The solution to this is simple: profits are equal to zero, no matter what decision the firm makes.* A single firm is a set of measure zero, and what happens on a set of measure zero has no effect on the Lebesgue integral.
Very simply, an individual firm makes no profits (or an infinitesimal household always has utility of 0), no matter what choices it makes. There is no optimisation to be done, since all choices are equally valid.
In other words, the optimisation problem as stated makes no sense whatsoever from a formal mathematical perspective. Since the DSGE model cannot be construed as the result of optimisation, it is vulnerable to the Lucas Critique.
Can the Framework be Saved?Can we resurrect an optimisation problem from this infinitesimal mess? It seems possible, but it would make no sense from the perspective of micro-foundations. We can only have non-zero values in the functions if we integrate over sets with non-zero measure. This means that we are looking at the optimal choice of an infinite number of "firms" (or households), if we use the original mainstream definition of a "firm."
In the Calvo pricing formalism, that raises awkward problems. The point of Calvo pricing is that there is a probability of each infinitesimal firm can change prices in each time period. Once we start optimising over sets of non-zero measure, we are now optimising over a set of "firms" which have a probability of being able to set prices in each period. Since we have an infinite number of firms, we should be able to appeal to the law of large numbers, and we know that a fixed percentage of the target firms will be able to adjust prices in each period. It seems to me that this ends up being for all intents and purposes the same thing as flexible prices, since the "firms" that change prices can make up for the "firms" that cannot change prices.
Furthermore, as soon as we are optimising over sets of non-zero measure, the firm presumably has some market power. This market power should presumably be taken into account when analysing the problem.
I believe that the attempt to rescue this formalism will revolve around looking at "infinitesimal profits." Under the notation used here, we are allegedly interested in maximising the function f, and not worry about integrating it. However, this does not work, once we take into account the constraints facing the optimisation. As I discuss in "Interpreting DSGE Mathematics," the optimisation problem for agents need to take into account budget constraints.
[Update: I read one of the references, and as I suspected, it only tangentially covers the issues that I am worried about.
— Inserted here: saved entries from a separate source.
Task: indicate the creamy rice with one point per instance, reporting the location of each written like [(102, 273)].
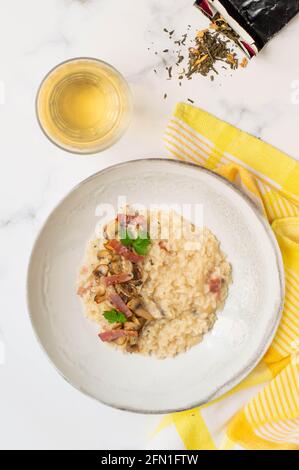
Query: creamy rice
[(185, 282)]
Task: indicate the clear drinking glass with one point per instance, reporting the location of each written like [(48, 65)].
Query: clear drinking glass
[(84, 105)]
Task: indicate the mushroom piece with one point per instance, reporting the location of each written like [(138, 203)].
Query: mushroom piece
[(130, 325), (127, 289), (136, 306), (99, 298), (104, 257), (101, 270), (132, 344), (101, 290), (121, 341), (111, 230)]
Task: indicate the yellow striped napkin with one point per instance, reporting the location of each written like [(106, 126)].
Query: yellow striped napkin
[(263, 411)]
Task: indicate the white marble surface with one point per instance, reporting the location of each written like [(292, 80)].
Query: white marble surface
[(37, 408)]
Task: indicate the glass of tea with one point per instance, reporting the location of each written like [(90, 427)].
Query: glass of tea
[(84, 105)]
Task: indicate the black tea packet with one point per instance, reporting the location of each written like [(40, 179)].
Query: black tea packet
[(255, 21)]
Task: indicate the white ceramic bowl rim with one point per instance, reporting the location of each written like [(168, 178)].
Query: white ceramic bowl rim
[(272, 325)]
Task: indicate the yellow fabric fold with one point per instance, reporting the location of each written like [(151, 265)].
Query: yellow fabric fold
[(268, 417)]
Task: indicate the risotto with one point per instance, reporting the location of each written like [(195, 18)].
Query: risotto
[(154, 283)]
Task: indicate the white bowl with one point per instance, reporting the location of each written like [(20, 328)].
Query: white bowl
[(242, 333)]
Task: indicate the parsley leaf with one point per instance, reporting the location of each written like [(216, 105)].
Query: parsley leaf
[(141, 245), (114, 316), (125, 238)]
I can see how a continuum of agents can work for some models, but the specific application to DSGE models with Calvo pricing and two classes of optimising agents is still unclear. The paper I read used a new formal definition of competitive equilibrium (which is of course completely unrelated to any other definition I have come across), and I need to digest its implications. The technique discussed in the paper I read does not translate to the "macro model" framework, which is one of my standard complaints about the references in mainstream mathematical economics. Finding a self-contained reference is still beyond my reach. If any mainstream economist is offended by my assertions, please feel free to explain exactly how I am wrong. If I find such a reference, I can stop wasting my time on definitional issues, and return to substantive ones.]
Concluding RemarksBeware acute angles, and infinitesimal agents.
* One could try to appeal to the Dirac Delta "Function", which is actually a generalised function (Kolmogorov and Fomin, page 105). These generalised functions are only defined in the context of integration; it is impossible to choose a "delta function" as the argument of function to be optimised.